When you walk into a high street store or click through to an online retailer, it is unlikely you arrived there unprompted. If you return, it is a dead cert that someone directed your steps.
In recent years, providing a positive consumer experience has become everything for brands, from the first pop-up ad shoppers see to the after-sales service they receive. So is it time human resources professionals started taking a leaf out of their book?
If the latest employee engagement statistics are anything to go by, the answer is a resounding “yes”. According to a worldwide study by pollster Gallup, two thirds (67 per cent) of employees are disengaged. In other words, they give their time, but not their best.
“We have a lot to learn from how we approach consumers in a sales and marketing sense to how we should be listening to and understanding employees,” says Rob Catalano, co-founder of the Toronto-based employee engagement specialist WorkTango.
Learn about employee experience in real time and personalise
But how? Mr Catalano suggests two quick-fix changes. The first is to ditch annual staff surveys. No marketing executive worth their salt would poll their customers once a year, provide zero feedback and then act on the information many months later. Yet, with annual work surveys, this is what HR teams are doing all the time.
Instead, organisations should be seeking out opinions on employee experience on a far more frequent basis. WorkTango, which counts footwear brand Deckers and GPS solutions firm Trimble among its clients, provides a software tool that enables team leaders to track employee sentiment in almost real time.
“There’s a large consultancy we work with, for example, that is pulsing employees every two weeks. They ask four or five questions and then use that information to deal with smoke before fire,” Mr Catalano says.
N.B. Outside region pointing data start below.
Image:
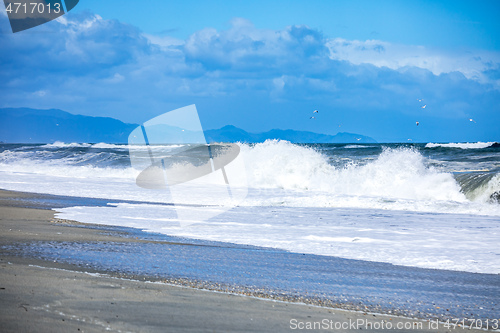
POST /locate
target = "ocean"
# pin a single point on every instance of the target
(428, 205)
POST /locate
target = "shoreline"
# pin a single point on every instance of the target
(24, 226)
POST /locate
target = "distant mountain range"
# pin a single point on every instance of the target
(25, 125)
(235, 134)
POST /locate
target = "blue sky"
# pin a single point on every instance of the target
(260, 65)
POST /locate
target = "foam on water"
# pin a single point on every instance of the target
(395, 206)
(466, 145)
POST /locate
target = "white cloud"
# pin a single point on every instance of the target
(395, 56)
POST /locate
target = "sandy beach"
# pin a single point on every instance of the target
(42, 295)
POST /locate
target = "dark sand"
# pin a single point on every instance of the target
(45, 296)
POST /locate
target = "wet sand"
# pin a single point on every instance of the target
(39, 295)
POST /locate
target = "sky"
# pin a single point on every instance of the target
(368, 67)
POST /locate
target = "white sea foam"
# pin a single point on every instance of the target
(466, 145)
(441, 241)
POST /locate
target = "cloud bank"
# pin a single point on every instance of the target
(257, 79)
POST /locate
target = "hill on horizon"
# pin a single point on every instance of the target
(27, 125)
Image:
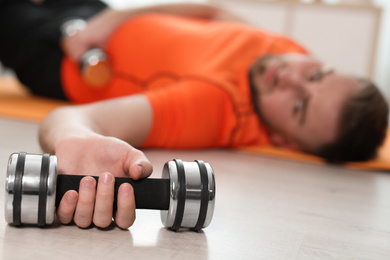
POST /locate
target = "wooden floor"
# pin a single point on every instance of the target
(265, 209)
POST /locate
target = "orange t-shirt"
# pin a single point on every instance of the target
(195, 74)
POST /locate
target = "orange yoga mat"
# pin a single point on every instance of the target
(16, 102)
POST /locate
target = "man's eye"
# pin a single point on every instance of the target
(297, 106)
(316, 76)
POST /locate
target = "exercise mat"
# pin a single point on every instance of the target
(17, 103)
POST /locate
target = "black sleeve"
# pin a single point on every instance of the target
(30, 37)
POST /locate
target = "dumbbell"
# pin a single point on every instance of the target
(95, 66)
(185, 194)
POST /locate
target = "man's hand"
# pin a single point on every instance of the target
(106, 157)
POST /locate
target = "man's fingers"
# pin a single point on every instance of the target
(67, 207)
(125, 214)
(104, 201)
(86, 202)
(138, 165)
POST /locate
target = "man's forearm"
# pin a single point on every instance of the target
(61, 123)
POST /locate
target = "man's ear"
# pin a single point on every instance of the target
(281, 141)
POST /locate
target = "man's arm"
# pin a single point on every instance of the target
(93, 140)
(100, 27)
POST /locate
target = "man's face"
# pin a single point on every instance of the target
(300, 99)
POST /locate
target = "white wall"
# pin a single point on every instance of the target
(382, 67)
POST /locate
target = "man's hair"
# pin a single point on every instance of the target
(362, 127)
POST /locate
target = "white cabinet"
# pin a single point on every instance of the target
(343, 35)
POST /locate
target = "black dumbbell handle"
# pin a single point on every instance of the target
(149, 193)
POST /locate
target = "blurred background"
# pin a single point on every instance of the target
(350, 35)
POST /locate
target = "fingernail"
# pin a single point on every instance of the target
(107, 178)
(141, 169)
(87, 182)
(71, 197)
(125, 189)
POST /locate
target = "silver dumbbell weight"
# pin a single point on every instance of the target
(185, 194)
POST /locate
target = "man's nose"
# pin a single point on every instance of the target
(291, 80)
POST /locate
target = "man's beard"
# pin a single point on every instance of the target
(258, 67)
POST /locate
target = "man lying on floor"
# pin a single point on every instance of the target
(187, 81)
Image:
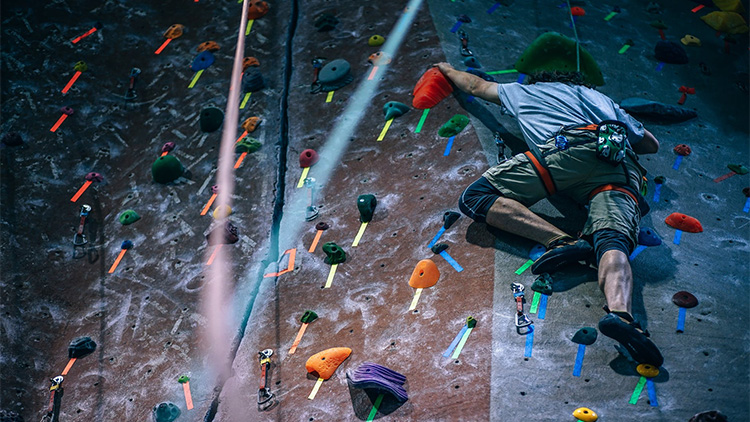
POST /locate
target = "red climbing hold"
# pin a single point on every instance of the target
(684, 222)
(431, 88)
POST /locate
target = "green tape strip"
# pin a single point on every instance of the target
(638, 390)
(375, 406)
(421, 120)
(535, 303)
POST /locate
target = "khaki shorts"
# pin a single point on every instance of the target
(576, 172)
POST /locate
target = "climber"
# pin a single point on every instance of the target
(581, 144)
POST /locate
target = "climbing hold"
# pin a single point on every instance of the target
(543, 284)
(166, 169)
(335, 75)
(682, 149)
(12, 139)
(585, 415)
(366, 205)
(453, 126)
(430, 89)
(251, 123)
(393, 109)
(166, 412)
(727, 22)
(554, 52)
(472, 62)
(647, 237)
(222, 211)
(223, 235)
(211, 119)
(248, 145)
(174, 31)
(690, 40)
(249, 62)
(425, 274)
(326, 22)
(309, 317)
(657, 111)
(648, 371)
(683, 222)
(129, 217)
(252, 80)
(375, 41)
(202, 61)
(256, 9)
(81, 347)
(308, 158)
(334, 253)
(685, 299)
(670, 52)
(211, 46)
(324, 364)
(450, 218)
(738, 168)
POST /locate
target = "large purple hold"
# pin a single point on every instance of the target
(377, 377)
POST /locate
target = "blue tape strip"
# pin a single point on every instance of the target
(542, 307)
(455, 341)
(651, 393)
(638, 249)
(437, 236)
(451, 261)
(529, 344)
(681, 320)
(677, 162)
(448, 146)
(579, 360)
(677, 237)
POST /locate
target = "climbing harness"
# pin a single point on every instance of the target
(265, 396)
(523, 323)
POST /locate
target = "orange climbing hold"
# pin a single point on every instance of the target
(324, 364)
(684, 222)
(431, 88)
(425, 274)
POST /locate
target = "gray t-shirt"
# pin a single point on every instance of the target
(542, 108)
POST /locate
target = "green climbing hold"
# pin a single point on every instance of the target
(738, 168)
(308, 317)
(543, 284)
(129, 217)
(585, 336)
(247, 144)
(366, 205)
(211, 119)
(554, 52)
(334, 253)
(393, 109)
(454, 126)
(166, 169)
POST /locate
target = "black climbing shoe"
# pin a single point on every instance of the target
(560, 254)
(632, 337)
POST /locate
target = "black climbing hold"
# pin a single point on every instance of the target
(309, 317)
(334, 253)
(670, 52)
(211, 119)
(685, 299)
(543, 284)
(439, 248)
(166, 412)
(449, 218)
(366, 205)
(81, 347)
(585, 336)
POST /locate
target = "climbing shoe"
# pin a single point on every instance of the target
(560, 253)
(632, 337)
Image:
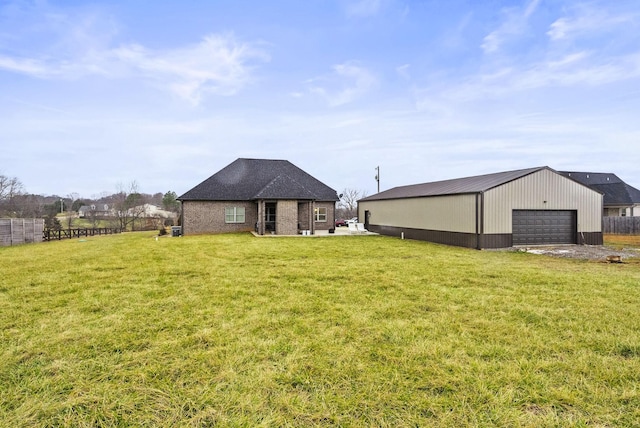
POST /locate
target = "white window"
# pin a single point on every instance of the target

Second, employers need to “get employee specific”. As with customers, workers are not all the same. Accommodating differing needs and aspirations is therefore vital. In Mr Catalano’s view, the best way to achieve this is tailoring employee feedback mechanisms to individual divisions and teams.
“That way, leaders are getting the voice of their employees and understanding what their sentiment really is, which helps facilitate conversations, address problems and generally create a better working environment,” he says.
Employee experience more important than company process
Another key lesson revolves around the employee experience. HR professionals are notoriously adept at creating processes. Want time off to visit your sick aunt, there’s a system. Worried about your pension rights, fill in the form.
But what a customer-centric strategy teaches is that experience trumps processes every time. Keep shoppers waiting or forget their particular preferences and they have no qualms about walking out the door. In a tight labour market, don’t bet against your workforce not doing the same.
We have a lot to learn from how we approach consumers in a sales and marketing sense to how we should be listening to and understanding employees
Oracle UK is one of many companies trying to get better at seeing work through employees’ eyes. To that end, it has developed a “journey mapping” approach that looks at people’s ongoing interactions with a firm and asks how they feel at every stage.
Andy Campbell, Oracle’s head of strategy for human capital management, gives the example of recruitment. He cites a retail bank that immediately gives a job offer to those who successfully interview for work in its contact centre.
“Rather than call them back in a month’s time, they offer them a contract there and then. That’s what I would like as a consumer. To go to a job interview and get a job offer. What’s better than that?” he asks.
Leveraging digital tech to improve hiring and training
In a similar way, employers are increasingly using video to help potential recruits envision what it feels like to work for them. Illustrative examples of the tactic range from trendy tech firms like DropBox and Go Pro through to charities such as WWF and the Animal Humane Society.
This trend points to a wider lesson around the use of digital technologies. Workplaces, a popular quip runs, are where modern technologies go to die. “That is just wrong,” says Mr Campbell.
Outside work hours, employees are consumers like everyone else. Clicking online for product reviews or searching for videos on how to fix something is now second nature. Yet at work, thick instruction manuals and week-long training courses remain the order of the day.
“In their workplaces, people want and expect the same kind of capabilities and experiences. And if they don’t get that, then they are going to be disillusioned and disenfranchised,” he says.
While the parallels between the customer and the employee experience are multiple, the correlation is not perfect. For one, there is a huge mismatch of resources. Marketing budgets are multiple orders of magnitude greater than those available to HR.
Improve communication to boost employee experience
Another major sticking point relates to control. Unlike the consumer experience, which can be effectively ringfenced by marketing and sales functions, the employee experience is far harder to tie down, according to Jo Moffat, founder of the employee engagement agency Woodreed.
Take communications. While marketing departments will always write customer-facing content with a consistent voice, internal communication is all too often a free for all.
“You might have facilities management writing something about the canteen, someone from the finance department writing about pensions and so on. There’s a whole raft of voices, and by and large they are inconsistent,” she says.
Yet the premise that HR professionals have much to learn from their consumer-oriented colleagues remains sound. Employers do not need to cater to their workers’ every whim. But they do need to think harder about their everyday experience of work. If not, then don’t be surprised if employees start shopping around.